Archiwum Polityki

Gdzie jest generał

Polskie wojsko ma kilka braków, a jednym z nich jest brak odpowiedniej liczby generałów. Niestety, dobrych kandydatów na generałów nie widać, co zasygnalizował ostatnio prezydent, odrzucając 12 z 15 wniosków szefa MON o nominacje generalskie. Prezydent uznał, że kandydaci ci są za słabi na bycie generałami w wojsku, którego on jest zwierzchnikiem, i mogliby się nadawać co najwyżej na generałów w wojsku, którego zwierzchnikiem jest szef MON, o ile takie wojsko kiedyś powstanie.

Prezydent uważa, że owych 12 kandydatów na generałów ma poważne braki, brakiem zaś szczególnie poważnym jest brak jego zgody na ich nominację na generałów. W opinii prezydenta wojsko, którego jest zwierzchnikiem, na generałów obciążonych tak istotnym brakiem nie może sobie pozwolić. Nie oszukujmy się, nie wiadomo, jakie cele armia takich generałów mogłaby chcieć w przyszłości realizować (a może i zaatakować) i czy jednym z tych celów nie byłaby np. osoba prezydenta czy osoba brata jego osoby.

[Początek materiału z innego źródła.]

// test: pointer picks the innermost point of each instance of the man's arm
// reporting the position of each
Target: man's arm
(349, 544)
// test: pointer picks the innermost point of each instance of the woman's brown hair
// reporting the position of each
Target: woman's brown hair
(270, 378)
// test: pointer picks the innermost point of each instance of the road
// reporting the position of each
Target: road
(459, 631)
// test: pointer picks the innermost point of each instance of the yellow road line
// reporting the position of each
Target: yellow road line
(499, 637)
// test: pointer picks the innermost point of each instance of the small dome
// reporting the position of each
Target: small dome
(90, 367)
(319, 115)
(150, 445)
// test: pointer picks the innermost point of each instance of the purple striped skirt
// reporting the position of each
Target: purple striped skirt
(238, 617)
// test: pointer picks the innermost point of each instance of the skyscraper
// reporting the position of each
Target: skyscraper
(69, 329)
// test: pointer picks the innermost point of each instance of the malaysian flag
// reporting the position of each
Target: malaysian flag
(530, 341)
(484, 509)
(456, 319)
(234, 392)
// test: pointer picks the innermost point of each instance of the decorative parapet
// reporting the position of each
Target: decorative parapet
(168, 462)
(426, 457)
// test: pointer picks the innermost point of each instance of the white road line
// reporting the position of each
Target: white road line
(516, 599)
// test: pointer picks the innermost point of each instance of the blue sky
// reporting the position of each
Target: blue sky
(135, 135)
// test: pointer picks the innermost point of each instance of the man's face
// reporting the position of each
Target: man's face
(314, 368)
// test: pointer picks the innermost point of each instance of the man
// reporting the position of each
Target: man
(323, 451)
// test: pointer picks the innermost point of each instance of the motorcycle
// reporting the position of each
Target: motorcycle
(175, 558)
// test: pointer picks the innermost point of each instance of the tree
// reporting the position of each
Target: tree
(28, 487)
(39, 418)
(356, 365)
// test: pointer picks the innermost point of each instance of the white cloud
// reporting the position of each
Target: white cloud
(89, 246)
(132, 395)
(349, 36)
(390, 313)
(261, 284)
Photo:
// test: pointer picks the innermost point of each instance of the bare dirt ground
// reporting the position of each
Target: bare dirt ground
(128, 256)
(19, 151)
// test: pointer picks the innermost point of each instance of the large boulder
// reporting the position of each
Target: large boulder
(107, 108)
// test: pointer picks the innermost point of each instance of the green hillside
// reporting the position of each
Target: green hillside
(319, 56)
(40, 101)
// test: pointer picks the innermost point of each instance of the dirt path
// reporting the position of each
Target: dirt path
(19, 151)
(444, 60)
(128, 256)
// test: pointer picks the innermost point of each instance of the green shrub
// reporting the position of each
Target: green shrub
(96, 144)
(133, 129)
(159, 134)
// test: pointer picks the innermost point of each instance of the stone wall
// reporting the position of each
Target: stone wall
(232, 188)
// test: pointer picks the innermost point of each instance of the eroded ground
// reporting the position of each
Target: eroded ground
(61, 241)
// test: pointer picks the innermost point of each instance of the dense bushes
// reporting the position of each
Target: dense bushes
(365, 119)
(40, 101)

Lech Kaczyński nie ma wątpliwości, że przyczyna „kryzysu generalskiego” tkwi w tym, iż szef MON poszukuje kandydatów na generałów jedynie w wąskim kręgu ludzi sobie znajomych, zamiast rozejrzeć się szerzej i sięgnąć dalej, do innych środowisk, choćby do środowiska znajomych prezydenta i jego brata, gdzie jest wielu potencjalnych generałów, trzeba tylko umieć ich znaleźć. Są tam nawet prawdziwe talenty generalskie, jak choćby były szef straży miejskiej i współpracownik prezydenta, oceanograf Witold Marczuk, który dzięki temu, że prezydent umiał go dostrzec, w swoim czasie błyskawicznie doszedł do stopnia generała brygady. Potwierdza to tezę, że jeśli tylko prezydent ma kogoś odpowiedniego do nominowania, to na pewno go na odpowiedni stopień nominuje.